As VP of Finance & Legal for the Americas region, Anne Chone has many responsibilities. She manages finance processes and resources including planning, controlling, billing, accounting, taxes and cash collection. On the legal side, her job is ensure the business has strong contractual agreements, and is agile around business requirements and manages any potential litigation. To do all this, she needs – as she describes it – to manage a team of “super competent and engaged people.”
But her current position has been a progression within the business. After seven years in the company, Anne’s career path has evolved, from Human Resources to Finance. We sat down with her to learn more about her experience to date and how she has adapted to different roles.
Q. You went from Human Resources Manager to VP of Finance & Legal for the Americas. Was this route always your plan?
No! It was definitely not in my plan, I went with the flow! I was lucky to have great managers who trusted me and offered me those positions one after the other. I feel grateful to have been challenged in each one of them!
Q. With seven years of experience at the Cloud Communications division of NTT Ltd., you must been involved in so many projects. Is there one that you are most proud of?
This is a tough one! I’ve participated in so many of them at the Cloud Communications division of NTT Ltd. I think all the projects where several teams work together and meet a client need are the ones that give me more satisfaction.

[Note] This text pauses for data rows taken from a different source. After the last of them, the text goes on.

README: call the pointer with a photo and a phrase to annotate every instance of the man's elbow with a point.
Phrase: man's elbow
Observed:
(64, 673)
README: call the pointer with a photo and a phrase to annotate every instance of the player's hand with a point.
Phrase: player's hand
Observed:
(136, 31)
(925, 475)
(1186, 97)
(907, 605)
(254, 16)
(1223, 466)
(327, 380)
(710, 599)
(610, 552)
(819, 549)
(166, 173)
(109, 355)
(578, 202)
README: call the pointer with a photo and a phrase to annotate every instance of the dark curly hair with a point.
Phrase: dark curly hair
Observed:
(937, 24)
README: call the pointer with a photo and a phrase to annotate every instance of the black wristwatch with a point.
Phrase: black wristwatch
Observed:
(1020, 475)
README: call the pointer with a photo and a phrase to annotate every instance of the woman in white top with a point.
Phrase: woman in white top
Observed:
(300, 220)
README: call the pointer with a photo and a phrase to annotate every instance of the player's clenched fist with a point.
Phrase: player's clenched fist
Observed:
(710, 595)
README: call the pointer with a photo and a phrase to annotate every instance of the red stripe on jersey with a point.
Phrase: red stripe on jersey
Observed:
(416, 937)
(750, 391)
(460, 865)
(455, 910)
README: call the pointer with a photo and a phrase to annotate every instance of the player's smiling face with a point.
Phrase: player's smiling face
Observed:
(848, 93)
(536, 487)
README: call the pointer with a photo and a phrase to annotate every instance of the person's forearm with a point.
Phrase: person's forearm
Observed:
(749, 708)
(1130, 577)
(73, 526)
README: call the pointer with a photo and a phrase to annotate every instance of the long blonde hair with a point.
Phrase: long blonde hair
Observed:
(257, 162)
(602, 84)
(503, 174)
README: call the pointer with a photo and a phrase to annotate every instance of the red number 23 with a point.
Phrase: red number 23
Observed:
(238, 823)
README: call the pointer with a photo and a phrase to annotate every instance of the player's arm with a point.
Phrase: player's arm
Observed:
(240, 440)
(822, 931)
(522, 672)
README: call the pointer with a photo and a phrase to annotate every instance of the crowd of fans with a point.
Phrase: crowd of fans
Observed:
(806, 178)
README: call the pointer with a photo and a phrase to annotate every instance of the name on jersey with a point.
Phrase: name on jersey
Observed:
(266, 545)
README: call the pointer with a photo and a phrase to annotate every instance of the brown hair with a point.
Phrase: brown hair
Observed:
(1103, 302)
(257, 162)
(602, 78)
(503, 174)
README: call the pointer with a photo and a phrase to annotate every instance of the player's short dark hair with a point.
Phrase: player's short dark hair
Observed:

Q. In your video you say that the challenges that arise come from the requirements of changing role. Did you have to learn new skills becoming the VP of Finance & Legal for the Americas?
I came from a finance background, so I did not have to learn the basics about finance management. On the other hand, American taxes were a challenge. Same with legal clauses in a client contract and how to negotiate them. All this was quite new. I have made progress on these for sure, but I am still far from totally at ease with it all! I am lucky to have great experts in my team who make it easier.
Q. It’s been 25 years since you moved from France to Brazil. You must love living there! What is the thing about living in São Paulo?
Without a doubt, the best thing about living in Brazil is Brazilian people. Without falling into stereotypes, they often make life lighter, do not complain easily, hardly ever engage in conflicts. The warm weather and paradise beaches just three hours’ drive away don’t hurt either! São Paulo itself is high traffic, high pollution, and high human density, so it’s not my favorite place to be in Brazil but we learn to make it work. It is a city that never sleeps and where you can find anything you want both from a cultural and gastronomic standpoint.
Q. According to your LinkedIn, you speak four languages quite fluently. Were you always interested in foreign languages?
Unfortunately, my Spanish is not fluent so let’s say I speak three languages fluently. French is my mother tongue and I was lucky enough to learn English and Portuguese when I was very young. I lived in foreign countries with my parents, who are retired scientists. Then it is just about practicing. Living in Brazil and working in English all day every day certainly helps!
Q. What advice would you give to those looking to develop a career as full as yours?
- Be yourself, don’t force any style or values that are not your own; it is not sustainable.
- Be open to opportunities; listen.
- Sit at the table, put yourself at risk. This is when you will be noted.
- Put yourself in the other person’s shoes and adapt your communication style.
- Be positive.
- Keep a work-life balance: noone wins when you are too stressed, tired or frustrated.